The transcripts earn him around US$400 per month, a small fortune compared to the wages farmers make.

Since the late 1990s, South Asia, with its large numbers of youths educated in English, has been home to an outsourcing boom, particularly in customer call centers. But until a spectacular landslide in 2010, this village perched 2,400 meters above sea level had remained untouched by modernity.

Hemmed in by the landslide, water from the river Hunza began to rise creating the artificial Attabad Lake, cutting off Gulmit from the rest of the villages of the north. The only way to cross was by hiring barges — but the cost of doing so saw the potato industry collapse.

Forced by economic necessity, Gulmit was finally connected to the web, driven by ambitious village youths eager to tap in to the digital economy and the endless possibilities of outsourced work.

The only problem was of infrastructure: deprived of the phone network, the village did not have Internet access.

So European donors, via a local NGO called Kado, funded the creation of digital training center with 700 trainees in the surrounding area of Gojal, as well as the purchase of laptops and the installation of a satellite connection.
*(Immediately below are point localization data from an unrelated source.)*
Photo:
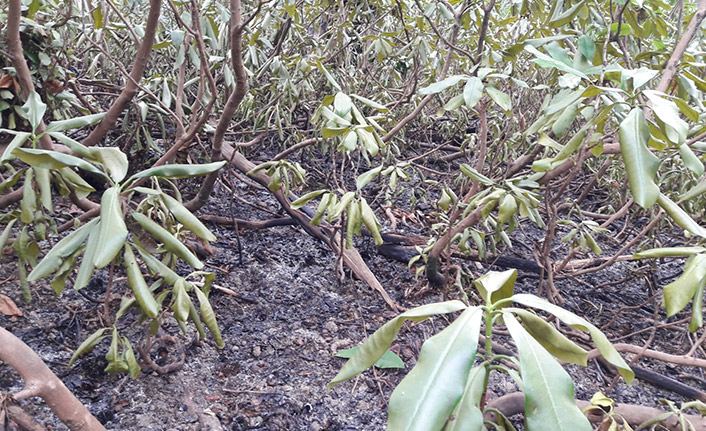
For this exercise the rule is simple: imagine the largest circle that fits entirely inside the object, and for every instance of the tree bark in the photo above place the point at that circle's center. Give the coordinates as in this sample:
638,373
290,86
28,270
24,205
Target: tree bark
41,382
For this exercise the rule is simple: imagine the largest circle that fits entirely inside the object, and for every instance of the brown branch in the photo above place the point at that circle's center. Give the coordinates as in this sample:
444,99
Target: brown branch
41,382
14,43
132,84
670,69
241,89
351,257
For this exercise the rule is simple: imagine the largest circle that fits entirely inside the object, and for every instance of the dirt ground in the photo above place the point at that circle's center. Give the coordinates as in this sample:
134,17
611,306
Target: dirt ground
290,315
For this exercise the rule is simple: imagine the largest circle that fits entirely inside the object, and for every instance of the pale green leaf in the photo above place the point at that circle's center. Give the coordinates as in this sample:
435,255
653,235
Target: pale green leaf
377,344
426,397
549,391
113,231
640,164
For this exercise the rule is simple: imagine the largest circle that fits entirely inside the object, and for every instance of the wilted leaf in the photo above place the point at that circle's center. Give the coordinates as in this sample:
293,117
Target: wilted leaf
8,307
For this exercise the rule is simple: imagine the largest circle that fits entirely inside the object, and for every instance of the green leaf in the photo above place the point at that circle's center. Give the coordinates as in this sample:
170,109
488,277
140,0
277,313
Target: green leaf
598,337
367,176
158,268
34,110
669,252
562,17
641,165
377,344
371,103
549,391
53,160
506,209
187,218
113,160
680,292
62,250
85,270
170,242
587,47
495,286
676,129
43,178
473,174
88,344
502,99
129,355
697,313
16,142
306,198
550,338
426,397
342,104
177,171
472,91
112,232
467,416
116,363
74,123
440,86
680,216
691,160
6,234
388,360
182,302
139,287
370,221
209,317
28,205
98,17
544,60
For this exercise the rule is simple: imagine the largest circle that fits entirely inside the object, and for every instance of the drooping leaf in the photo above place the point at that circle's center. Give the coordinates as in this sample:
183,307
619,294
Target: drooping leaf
88,344
640,164
209,317
472,91
113,160
388,360
53,160
550,338
681,217
426,397
187,218
34,109
494,286
177,171
549,391
112,232
17,141
501,98
170,242
61,250
440,86
74,123
681,291
377,344
676,129
139,287
467,416
599,339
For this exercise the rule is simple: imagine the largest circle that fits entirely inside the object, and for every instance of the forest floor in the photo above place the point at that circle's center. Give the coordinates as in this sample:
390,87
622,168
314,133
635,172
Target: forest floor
290,314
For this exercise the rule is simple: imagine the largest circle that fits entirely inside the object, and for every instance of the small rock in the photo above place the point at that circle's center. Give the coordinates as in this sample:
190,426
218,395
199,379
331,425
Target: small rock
331,327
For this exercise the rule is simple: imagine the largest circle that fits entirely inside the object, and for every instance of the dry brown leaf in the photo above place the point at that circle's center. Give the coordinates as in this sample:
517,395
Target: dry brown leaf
8,307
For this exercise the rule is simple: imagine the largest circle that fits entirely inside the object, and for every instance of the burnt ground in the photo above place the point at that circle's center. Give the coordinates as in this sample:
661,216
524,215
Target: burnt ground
290,315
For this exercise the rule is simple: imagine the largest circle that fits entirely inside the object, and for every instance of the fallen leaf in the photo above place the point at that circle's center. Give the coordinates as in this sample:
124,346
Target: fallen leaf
8,307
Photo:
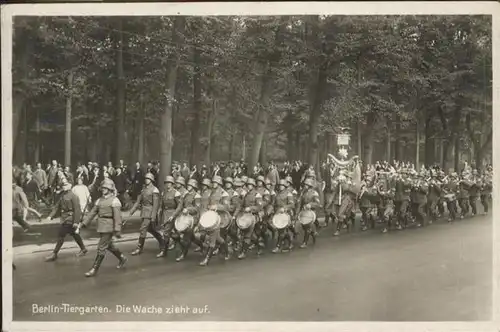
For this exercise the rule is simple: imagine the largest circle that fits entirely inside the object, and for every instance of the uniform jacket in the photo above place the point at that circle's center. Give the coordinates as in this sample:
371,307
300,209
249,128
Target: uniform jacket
68,206
19,199
220,198
252,200
148,201
41,178
107,210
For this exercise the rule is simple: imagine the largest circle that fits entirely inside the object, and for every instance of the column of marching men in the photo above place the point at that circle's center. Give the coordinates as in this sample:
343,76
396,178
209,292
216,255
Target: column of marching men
232,216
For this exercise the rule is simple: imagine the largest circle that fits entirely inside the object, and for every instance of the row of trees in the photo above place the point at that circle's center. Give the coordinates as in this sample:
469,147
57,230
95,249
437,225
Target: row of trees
200,89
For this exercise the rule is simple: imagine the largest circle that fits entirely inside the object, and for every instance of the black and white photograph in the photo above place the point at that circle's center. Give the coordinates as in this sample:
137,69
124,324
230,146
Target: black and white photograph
253,168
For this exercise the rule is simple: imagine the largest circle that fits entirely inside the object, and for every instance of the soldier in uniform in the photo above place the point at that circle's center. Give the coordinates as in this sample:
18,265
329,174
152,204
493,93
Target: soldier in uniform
149,202
218,201
234,203
486,189
419,200
474,191
191,204
347,204
402,198
284,203
263,222
69,209
463,194
308,200
450,188
109,223
433,198
170,207
251,203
In mid 2012, Gulmit went online.

“It was amazing for us,” recalled Anila Hakim, an 18-year-old villager training in IT.  “At that time, we were not aware of what the current issues are all about and what is going on inside our country, or outside, so being connected to the whole world was glorious.”

But the Internet gold rush may be ebbing — financing for the Kado project has ended. Karim’s internet connection is the only one still working in the village. But his satellite subscription costs a small fortune: up to US$200 a month. “It’s far too much,” he said.

If connectivity was less of an issue, “I would have trained lots of guys, and we would have done lots of work from the US or Canada,” he said.

There is hope Gulmit will stay in the internet age — the NGO Kado is looking for new foreign financing to provide new satellite web services, pending the arrival of landline connections, explains Abdul Waheed, the project’s director.